Die laut Hersteller Intel weltweit kleinste hochauflösende LiDAR-Tiefenkamera L515 wiegt etwa 100 Gramm und passt in eine Handfläche. Foto: Framos
Die laut Hersteller Intel weltweit kleinste hochauflösende LiDAR-Tiefenkamera L515 wiegt etwa 100 Gramm und passt in eine Handfläche. Foto: Framos
Robert Domina

Framos, ein globaler Partner für Vision-Technologien, sieht durch den Einsatz von LiDAR-(Light detecting and ranging)-basierten, hochauflösenden Tiefenkameras gute Möglichkeiten, die Anwendungsgebiete von 3D-Vision-Technologien zu erweitern und Stereo-Tiefenkameras in Teilbereichen zu ersetzen.

Aufgrund ihrer Auflösung und Präzision soll die neue Intel RealSense LiDAR-Tiefenkamera L515 selbst bei einer Entfernung von bis zu neun Meter eine viel höhere Kantenschärfe als herkömmliche Stereo-Kameras erreichen. Damit wäre die LiDAR-Kamera bei bestimmten Anwendungen den 3D-Stereo-Vision-Systemen überlegen. Und damit speziell für Kunden interessant, die sich für Highres-3D-Scanning-Applikationen interessieren. Die hohe Reichweite, Kantenschärfe und Kompaktheit der Tiefenkamera L515 könne sich beispielsweise die Logistikbranche zunutze machen.Die kompakte Größe und geringe Leistungsaufnahme der L515 von weniger als 3,5 W vereinfachten die Integration in mobile Geräte, etwa tragbare Scanner für Volumenmessungen.

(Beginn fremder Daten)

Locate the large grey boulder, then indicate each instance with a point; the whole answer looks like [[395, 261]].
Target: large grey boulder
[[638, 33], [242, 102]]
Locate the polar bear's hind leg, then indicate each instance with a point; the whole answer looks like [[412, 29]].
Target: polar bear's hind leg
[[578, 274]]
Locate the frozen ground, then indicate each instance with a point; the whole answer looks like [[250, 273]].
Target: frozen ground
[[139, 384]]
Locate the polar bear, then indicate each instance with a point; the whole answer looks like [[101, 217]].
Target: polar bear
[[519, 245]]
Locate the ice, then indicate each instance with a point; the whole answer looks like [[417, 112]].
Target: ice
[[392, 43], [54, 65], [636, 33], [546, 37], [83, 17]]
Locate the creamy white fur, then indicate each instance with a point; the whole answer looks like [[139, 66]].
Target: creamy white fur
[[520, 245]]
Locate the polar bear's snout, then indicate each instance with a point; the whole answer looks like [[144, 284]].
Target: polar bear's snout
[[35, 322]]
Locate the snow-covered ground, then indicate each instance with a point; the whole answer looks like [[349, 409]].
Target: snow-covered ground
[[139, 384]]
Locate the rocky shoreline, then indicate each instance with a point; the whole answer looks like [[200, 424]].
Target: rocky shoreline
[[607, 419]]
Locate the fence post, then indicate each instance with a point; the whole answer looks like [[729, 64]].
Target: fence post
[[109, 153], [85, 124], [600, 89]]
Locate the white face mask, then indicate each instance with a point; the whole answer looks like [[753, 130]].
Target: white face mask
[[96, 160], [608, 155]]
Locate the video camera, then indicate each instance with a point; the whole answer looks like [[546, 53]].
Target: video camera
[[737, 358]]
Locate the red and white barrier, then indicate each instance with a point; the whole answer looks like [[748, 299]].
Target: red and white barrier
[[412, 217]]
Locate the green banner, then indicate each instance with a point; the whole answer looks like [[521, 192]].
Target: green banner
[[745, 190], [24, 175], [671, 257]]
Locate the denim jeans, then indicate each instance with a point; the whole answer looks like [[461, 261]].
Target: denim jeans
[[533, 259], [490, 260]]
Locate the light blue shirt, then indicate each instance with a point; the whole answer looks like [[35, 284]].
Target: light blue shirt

Die Kenntnis der exakten Größe der zu stapelnden Objekte helfe, den verfügbaren Regalplatz optimal zu nutzen. Schließlich berechnen die meisten Versandunternehmen heute die Versandkosten nicht mehr nur nach Gewicht, sondern auch nach Paketgröße und Volumengewicht. Mit der Tiefenkamera L515 ließe sich die Erfassung der Paketabmessungen nicht nur unabhängig von der Ausrichtung gut automatisieren, auch zeitaufwändige manuelle Handgriffe bei der Paketvermessung könnten damit entfallen.
 

Im Unterschied zu anderen LiDAR-Systemen in Fahrzeugen oder fahrerlosen Transportsystemen (FTS) ist die neue Tiefenkamera L515 nicht für die Objekterfassung auf große Distanzen konzipiert, sondern für die Erstellung von 3D-Bildern mit hoher Bildwiederholfrequenz, Auflösung und Genauigkeit. Laut Intel erreicht die L515 bei kontrollierter Innenbeleuchtung eine bisher beispiellose räumliche Tiefe mit einem Z-Fehler von weniger als 20 mm bei einer maximalen Reichweite von neun Meter. Die Kamera wiegt etwa 100 Gramm und ist mit einem Durchmesser von 61 Millimeter und einer Tiefe von 26 Millimeter kleiner als ein Tennisball.

Die Kamera erzeugt 30 Bilder pro Sekunde mit einer Auflösung von 1024 x 768 Pixeln bei einem Sichtfeld (Field of View, FOV) von 70° x 55° (±2°) und erfasst dabei 23 Millionen Punkte mit zugehöriger Tiefeninformation. Die kurze Pixel-Belichtungszeit von unter 100 ns minimiere Bewegungsunschärfen sogar bei schnell bewegten Objekten, beispielsweise Pakete auf einem Förderband. Die Millimeter-Genauigkeit soll während der gesamten Lebensdauer der Tiefenkamera auch ohne Kalibrierung erhalten bleiben. Neben der Logistik finden sich viele andere Anwendungen in der Industrie und Robotik sowie in den Bereichen 3D- (Body-) Scanning, im Gesundheitswesen und Einzelhandel.